C'est du belge!
Les spectateurs de la "Nuit belge" avaient l'occasion de finir la soirée de façon agitée à l'Orangerie, avec les majorettes des Vedettes.
Lionel Solveigh, ancien guitariste du groupe Austin Lace, a évoqué ses questions identitaires armé de sa six cordes, samplant accessoirement riffs, percussions et voix de manière sobre et intelligente.

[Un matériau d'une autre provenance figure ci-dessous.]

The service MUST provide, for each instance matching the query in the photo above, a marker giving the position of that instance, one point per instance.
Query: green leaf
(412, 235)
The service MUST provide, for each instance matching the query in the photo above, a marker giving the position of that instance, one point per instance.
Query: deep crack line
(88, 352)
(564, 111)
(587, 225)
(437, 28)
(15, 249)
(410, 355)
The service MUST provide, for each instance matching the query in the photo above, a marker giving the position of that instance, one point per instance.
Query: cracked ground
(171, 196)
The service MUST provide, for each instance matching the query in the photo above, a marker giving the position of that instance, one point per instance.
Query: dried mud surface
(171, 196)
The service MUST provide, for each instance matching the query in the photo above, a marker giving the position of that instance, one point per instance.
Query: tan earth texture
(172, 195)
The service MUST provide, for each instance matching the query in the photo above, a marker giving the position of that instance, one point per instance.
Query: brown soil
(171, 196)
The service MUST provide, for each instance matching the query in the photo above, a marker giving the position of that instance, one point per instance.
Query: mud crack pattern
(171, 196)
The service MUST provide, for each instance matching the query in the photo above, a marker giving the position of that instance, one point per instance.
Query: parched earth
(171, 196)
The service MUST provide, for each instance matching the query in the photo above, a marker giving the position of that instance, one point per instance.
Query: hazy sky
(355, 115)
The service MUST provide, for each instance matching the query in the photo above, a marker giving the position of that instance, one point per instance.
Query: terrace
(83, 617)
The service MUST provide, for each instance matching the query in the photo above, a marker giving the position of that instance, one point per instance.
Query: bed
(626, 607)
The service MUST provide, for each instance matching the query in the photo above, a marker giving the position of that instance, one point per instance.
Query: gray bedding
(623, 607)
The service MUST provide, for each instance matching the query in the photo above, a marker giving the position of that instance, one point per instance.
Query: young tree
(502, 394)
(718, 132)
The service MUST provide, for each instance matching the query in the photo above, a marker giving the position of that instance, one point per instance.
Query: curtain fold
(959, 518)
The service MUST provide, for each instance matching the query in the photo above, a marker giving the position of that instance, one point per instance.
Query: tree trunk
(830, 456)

Les Vagabonds, rebaptisés Lucy Lucy, ont géré le format "salon" et la disposition "panoramique" du Museum avec beaucoup d'aisance, tout au long d'un set idéalement pensé pour ce lieu à la fois cosy et impressionnant.
En grande forme, David Bartholomé, chanteur du groupe Sharko, a quitté la scène par la foule, sortant du chapiteau par les portes du fond et laissant ses deux compères finir le concert seuls.
Les Nuits du Botanique avaient hissé haut les couleurs de notre drapeau, mercredi soir, pour leur "Nuit belge", regroupant artistes du Nord et du Sud du pays sur la même affiche. Même si on jouait moins des coudes que de coutume dans les couloirs, la formule a une fois encore attiré les foules, venues écouter musiciens renommés ou fraîchement émergés, dont entre autres Sharko, Daan, Les Vedettes, The Experimental Tropic Blues Band, The Bony King Of Nowhere, Major Deluxe, Jeronimo et BaliMurphy. Proposant à nouveau l'accès toutes salles pour le prix d'un seul billet, la soirée aura imposé des choix cruels mais aucun à regretter.
Pour commencer cette Nuit belge en douceur, il fallait prendre place dans la Rotonde, où Lionel Solveigh, ancien guitariste du groupe Austin Lace, venait présenter son premier album personnel, intitulé
Home et récemment publié sur le label Humpty Dumpty. Seul en scène, le musicien a évoqué ses questions identitaires armé de sa six cordes, samplant accessoirement riffs, percussions et voix de manière sobre et intelligente, pour des résultats enrichissants et en place. Un silence religieux planait sur la Rotonde, remplie lentement mais sûrement par un public très réceptif, ravi aussi d'entendre des interventions pleines de sens et d'humour entre les morceaux, une qualité qui se perd.
Un peu plus tard, les anciens Vagabonds, rebaptisés Lucy Lucy en cours de route, expérimentaient le format "salon" dans la salle du Museum. Le jeune quintette a géré la disposition "panoramique" de l'endroit avec beaucoup d'aisance, tout au long d'un set idéalement pensé pour ce lieu à la fois cosy et impressionnant. En progrès constant depuis le début de son parcours, le groupe désormais soutenu par 62TV, Bang et Nada a proposé le meilleur de son folk-rock, vintage ou non, mais toujours de feeling anglo-saxon. De
The King And The Leper à
Clock, les harmonies misent en place ont charmé l'assemblée sans difficulté.
Les spectateurs avaient l'occasion de finir la soirée de façon plus agitée, avec les majorettes des Vedettes à l'Orangerie ou la pop de Sharko sous le chapiteau. Le trio bruxellois emmené par David Bartholomé a défendu avec conviction son nouvel album,
Dance On The Beast, paru fin avril et promu en radio par le single
Rise Up. Pour le plus grand plaisir des habitués, l'humour du chanteur et l'interactivité caractéristique étaient au rendez-vous, tout comme plusieurs anciennes chansons glissées dans la prestation, dont
I Went Down,
Excellent,
No Contest et
Motels. Le concert s'est clôturé sur un rappel un peu "folklorique", avec d'abord une version très "curesque" du fameux
Spotlite, où David a échangé sa basse contre les fûts de son batteur Charly, et enfin un départ du chanteur dans la foule, quittant le chapiteau par les portes du fond, pour disparaître Dieu sait où et en tout cas laisser ses deux compères finir seuls. Les malades et ceux qui avaient opté pour une autre salle pourront les revoir aux Ardentes en juillet ou à l'Ancienne Belgique en octobre.